New Technology At Rich, Inc: Real-Time Spreadsheet, Unix Emulation Of Art Interface
THIS MONTH'S LEAD STORIES
While Rich, Inc. has installed its new Triarch digital trading room system at fewer than a dozen sites, the company is plunging ahead with development of tools and operating environments to take advantage of the digital habitat. These include a real-time spreadsheet designed for fixed-income traders, a Unix emulation of the Advanced Reuter Terminal user interface, and a touch-screen system for creating composite pages.
And, for the ultimate power user, Intel is building for Rich and Reuters an "IDN Server" which will maintain an online database -- in RAM -- of real-time prices for every exchange-traded instrument in the world. The box will be controlled by an 80386 processor and contain 128 Megabytes of RAM.
Reuters has settled on the Microsoft Windows ART display as its principal user interface for future applications (MTR, June 1986). The problem in the trading room is that ART runs under MS-DOS, while Rich's Triarch runs under Unix. While a DOS machine can be hooked to the Triarch Ethernet LAN, the whole idea behind digital is to get rid of all those special-purpose tubes.
One possible solution under study at Rich is to use a brand new programming language called "Actor" to port the ART interface to Unix. Actor is an object-oriented language derived from Smalltalk and developed by Evanston, IL-based Whitewater Associates. Actor currently runs under Windows, says Bill Bliss at Whitewater, but the company is negotiating with Rich for a Unix version, which would ostensibly allow the ART interface to appear on every screen in a trading room.
RICH'S SPREADSHEET
As Lotus Development Corp. has discovered (story, above) real-time market data and off-the-shelf spreadsheets are a clunky couple. The difficulty arises because spreadsheets need to recalculate every time a data element is updated. If new data arrives during the recalculation, however, there is a collision, the data is lost, or some other unwanted effect prevails.
Rich's new spreadsheet, which will go into beta test at a Security Pacific trading room in April, is an attempt to overcome this drawback. Rich bought source code rights to Q-Calc, an off- the-shelf Unix spreadsheet with a Lotus-like interface, and modified the code to make it more compatible with real-time applications. Specifically, only the row and column -- not the entire spreadsheet -- are recalculated when updates arrive. If additional data appears while recalculation is in progress, the calculation is suspended momentarily while the incoming data is dealt with.
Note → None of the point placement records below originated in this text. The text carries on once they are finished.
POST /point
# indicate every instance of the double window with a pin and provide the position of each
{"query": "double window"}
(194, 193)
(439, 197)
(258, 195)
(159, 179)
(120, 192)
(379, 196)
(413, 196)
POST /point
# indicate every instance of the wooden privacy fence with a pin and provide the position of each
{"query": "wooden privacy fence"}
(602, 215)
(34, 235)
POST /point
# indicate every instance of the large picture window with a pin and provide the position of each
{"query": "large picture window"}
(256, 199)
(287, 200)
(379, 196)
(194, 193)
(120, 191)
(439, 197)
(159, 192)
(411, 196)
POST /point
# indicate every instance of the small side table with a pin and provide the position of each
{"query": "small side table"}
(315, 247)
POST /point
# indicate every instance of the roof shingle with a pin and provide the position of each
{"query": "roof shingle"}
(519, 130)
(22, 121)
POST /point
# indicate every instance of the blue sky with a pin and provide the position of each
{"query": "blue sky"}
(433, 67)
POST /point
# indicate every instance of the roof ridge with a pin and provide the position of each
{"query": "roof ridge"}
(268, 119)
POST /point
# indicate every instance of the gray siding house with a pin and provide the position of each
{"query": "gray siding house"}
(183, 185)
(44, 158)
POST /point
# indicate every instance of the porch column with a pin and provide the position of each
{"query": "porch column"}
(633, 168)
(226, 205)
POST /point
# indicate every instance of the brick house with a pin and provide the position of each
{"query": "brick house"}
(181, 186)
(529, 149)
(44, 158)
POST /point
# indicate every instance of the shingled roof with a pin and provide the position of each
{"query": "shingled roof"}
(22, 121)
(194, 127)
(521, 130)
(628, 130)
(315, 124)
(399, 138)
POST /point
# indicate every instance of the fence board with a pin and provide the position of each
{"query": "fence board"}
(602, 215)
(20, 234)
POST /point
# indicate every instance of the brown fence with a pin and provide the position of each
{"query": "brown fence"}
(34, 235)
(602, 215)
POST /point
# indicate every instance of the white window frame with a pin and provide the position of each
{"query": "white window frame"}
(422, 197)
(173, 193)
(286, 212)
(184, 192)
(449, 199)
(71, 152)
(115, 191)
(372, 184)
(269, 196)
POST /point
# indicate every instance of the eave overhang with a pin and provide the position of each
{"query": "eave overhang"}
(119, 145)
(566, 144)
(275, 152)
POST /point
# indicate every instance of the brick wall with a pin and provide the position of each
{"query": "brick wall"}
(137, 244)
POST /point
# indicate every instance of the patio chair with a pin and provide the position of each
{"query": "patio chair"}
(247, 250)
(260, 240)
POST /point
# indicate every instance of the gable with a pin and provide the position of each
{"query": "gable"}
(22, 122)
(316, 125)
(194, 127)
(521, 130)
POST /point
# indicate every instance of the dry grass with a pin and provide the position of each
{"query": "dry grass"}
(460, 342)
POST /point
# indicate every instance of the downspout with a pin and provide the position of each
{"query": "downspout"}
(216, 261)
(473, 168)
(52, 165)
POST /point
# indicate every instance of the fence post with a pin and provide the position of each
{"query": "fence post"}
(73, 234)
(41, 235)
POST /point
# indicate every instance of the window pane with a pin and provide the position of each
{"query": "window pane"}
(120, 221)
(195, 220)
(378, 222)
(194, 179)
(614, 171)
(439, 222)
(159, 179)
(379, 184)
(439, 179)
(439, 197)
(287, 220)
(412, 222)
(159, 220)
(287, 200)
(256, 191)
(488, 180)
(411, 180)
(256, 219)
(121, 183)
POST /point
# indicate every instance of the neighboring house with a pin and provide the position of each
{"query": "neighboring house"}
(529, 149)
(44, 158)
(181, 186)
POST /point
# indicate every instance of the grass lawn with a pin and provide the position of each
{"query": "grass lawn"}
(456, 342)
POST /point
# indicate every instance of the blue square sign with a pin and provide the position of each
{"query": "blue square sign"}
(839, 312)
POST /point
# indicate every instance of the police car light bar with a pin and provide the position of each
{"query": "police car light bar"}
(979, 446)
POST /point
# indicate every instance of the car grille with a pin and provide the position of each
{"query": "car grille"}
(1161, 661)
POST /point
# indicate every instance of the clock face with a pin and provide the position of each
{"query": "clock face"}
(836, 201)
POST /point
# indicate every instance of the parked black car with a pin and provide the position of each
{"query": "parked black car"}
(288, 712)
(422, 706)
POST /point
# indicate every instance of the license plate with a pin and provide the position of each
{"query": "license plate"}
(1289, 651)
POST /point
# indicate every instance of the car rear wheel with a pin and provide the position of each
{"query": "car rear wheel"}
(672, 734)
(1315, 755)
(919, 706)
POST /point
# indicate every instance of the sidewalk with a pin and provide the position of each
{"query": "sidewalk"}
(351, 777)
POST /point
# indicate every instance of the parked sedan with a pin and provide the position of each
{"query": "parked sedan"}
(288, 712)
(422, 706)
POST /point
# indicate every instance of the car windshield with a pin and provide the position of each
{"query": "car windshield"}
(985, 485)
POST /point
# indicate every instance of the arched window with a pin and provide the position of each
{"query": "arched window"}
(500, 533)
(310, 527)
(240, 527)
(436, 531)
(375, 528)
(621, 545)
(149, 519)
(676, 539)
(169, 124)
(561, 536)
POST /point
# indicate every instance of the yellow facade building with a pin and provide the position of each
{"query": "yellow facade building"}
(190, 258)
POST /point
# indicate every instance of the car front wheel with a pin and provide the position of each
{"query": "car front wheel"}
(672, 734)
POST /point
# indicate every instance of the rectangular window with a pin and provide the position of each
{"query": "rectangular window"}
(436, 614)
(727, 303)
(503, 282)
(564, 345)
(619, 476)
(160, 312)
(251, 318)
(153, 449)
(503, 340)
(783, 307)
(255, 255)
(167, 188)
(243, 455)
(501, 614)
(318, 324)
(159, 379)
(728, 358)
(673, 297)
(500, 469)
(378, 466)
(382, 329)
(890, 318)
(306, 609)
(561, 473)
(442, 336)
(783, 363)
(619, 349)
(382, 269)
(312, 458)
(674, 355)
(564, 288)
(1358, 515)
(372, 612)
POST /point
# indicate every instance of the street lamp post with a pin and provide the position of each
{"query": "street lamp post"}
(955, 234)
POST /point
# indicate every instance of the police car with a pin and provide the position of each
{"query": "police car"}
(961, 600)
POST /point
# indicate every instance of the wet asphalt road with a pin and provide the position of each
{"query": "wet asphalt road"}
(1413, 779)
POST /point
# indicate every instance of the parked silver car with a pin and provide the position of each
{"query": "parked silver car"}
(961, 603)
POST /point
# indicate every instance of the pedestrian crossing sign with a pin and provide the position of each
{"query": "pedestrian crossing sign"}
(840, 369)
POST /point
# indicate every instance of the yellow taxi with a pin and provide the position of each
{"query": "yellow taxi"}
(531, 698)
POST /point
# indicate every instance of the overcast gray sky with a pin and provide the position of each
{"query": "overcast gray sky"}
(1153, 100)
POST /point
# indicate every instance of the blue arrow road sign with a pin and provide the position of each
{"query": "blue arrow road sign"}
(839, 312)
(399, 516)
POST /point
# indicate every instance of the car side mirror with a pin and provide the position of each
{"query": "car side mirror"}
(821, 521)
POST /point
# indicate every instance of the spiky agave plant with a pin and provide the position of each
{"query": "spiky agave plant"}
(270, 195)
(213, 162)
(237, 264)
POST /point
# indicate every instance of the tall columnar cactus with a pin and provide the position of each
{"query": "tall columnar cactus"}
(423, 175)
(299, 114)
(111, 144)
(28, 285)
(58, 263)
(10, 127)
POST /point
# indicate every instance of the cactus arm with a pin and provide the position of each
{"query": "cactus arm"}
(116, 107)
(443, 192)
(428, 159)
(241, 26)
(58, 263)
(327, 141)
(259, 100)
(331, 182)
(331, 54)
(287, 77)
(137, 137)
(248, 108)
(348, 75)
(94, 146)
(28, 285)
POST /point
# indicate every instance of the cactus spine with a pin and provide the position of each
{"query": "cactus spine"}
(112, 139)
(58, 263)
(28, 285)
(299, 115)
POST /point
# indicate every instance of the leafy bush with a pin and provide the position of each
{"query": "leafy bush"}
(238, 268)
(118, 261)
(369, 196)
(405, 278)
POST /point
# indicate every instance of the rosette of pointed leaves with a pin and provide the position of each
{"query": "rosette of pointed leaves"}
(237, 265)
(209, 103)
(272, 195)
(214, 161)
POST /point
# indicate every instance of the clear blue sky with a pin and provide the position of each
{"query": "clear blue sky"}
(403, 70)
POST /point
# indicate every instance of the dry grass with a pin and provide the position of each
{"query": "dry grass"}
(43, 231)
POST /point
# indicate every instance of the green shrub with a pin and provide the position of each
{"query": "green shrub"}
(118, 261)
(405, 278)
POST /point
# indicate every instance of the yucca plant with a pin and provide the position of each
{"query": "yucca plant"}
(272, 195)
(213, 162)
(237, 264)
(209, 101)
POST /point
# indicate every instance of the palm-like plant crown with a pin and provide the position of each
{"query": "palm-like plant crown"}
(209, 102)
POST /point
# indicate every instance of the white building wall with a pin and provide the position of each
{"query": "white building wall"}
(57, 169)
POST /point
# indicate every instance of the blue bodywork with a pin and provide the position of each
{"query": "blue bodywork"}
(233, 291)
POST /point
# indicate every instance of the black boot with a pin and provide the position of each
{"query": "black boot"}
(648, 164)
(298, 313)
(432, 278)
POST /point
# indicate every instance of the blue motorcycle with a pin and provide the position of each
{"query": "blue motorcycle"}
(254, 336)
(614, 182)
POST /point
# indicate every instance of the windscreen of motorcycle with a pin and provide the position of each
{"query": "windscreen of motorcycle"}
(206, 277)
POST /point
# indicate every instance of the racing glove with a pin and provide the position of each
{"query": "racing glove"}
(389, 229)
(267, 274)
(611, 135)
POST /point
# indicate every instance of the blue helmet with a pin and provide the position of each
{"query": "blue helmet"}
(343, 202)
The spreadsheet also incorporates several Monroe Bond Trader functions. One simple application using digital feeds from two government securities brokers, RMJ and Garban, compares yields of different instruments at both spreads and flags the better deal.
Current Triarch installations allow traders to create composite pages from different feeds using keystrokes. However, Rich is developing a system to provide the same capability using a touch screen.
The first color Triarch is set for installation soon at the London trading room of the Royal Bank of Canada. The beta test of the new Rich "ticker generator" (MTR, November 1986) will begin soon at Chicago Research and Trading.